Complete fasting lipid profile results were available for 66 (63%) of the AMI case patients and 47 (43%) of the controls. Among these participants (n = 113), HDL levels were lower in AMI case patients than in non-AMI controls (median [IQR]; 30.4 [26–36.5] vs 33.5 [29–43.5] mg/dL; P = .01). There were no significant differences between case patients and controls in levels of total cholesterol (135.6 [110.3–161] vs 145.1 [118.9–191] mg/dL; P = .10), LDL (83.4 [100.6–57.8] vs 75.9 [61.1–113.7] mg/dL; P = .63), or triglycerides (126.6 [97–166.8] vs 136.4 [88.9–185.5] mg/dL; P = .53). For case patients, the median interval between AMI diagnosis and lipid profile testing was 4 days (IQR, 1–10 days).

Of the 215 study participants, 120 (56%) had a positive QFT test results and therefore were classified as having LTBI. One participant (0.5%) in the control group had an indeterminate QFT result and therefore was excluded from further analyses. LTBI was more frequent among AMI case patients than among non-AMI controls (64% vs 49%; P = .03; OR, 1.86; 95% CI, 1.08–3.22). Of the 105 AMI case patients, 52 (50%) had available percutaneous coronary angiographic results at the time of study entry. The median number of coronary vessels with any degree of CAD was 2 (IQR, 2–3).
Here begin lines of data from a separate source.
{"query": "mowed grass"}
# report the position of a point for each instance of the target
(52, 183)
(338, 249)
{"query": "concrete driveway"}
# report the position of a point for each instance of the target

There were no significant differences in demographic or clinical characteristics between participants with or without LTBI (Table 2). The rates of LTBI did not differ significantly between hospitals 1 and 2 (53% vs 60%; P = .34). Because controls were recruited from inpatient wards (75%) and outpatient clinics (25%), we estimated LTBI rates for both subgroups and found no significant differences (49% vs 46%; P = .79). Complete fasting lipid profile results were available in 65 (54%) of participants with LTBI and 47 (50%) of those without LTBI. There were no significant differences in total cholesterol, HDL, LDL, or triglyceride levels by LTBI status.

Table 2.

Characteristics of Study Population With Valid QuantiFERON-TB Gold Test Results, Stratified by Latent Tuberculosis Infection Status (n = 214)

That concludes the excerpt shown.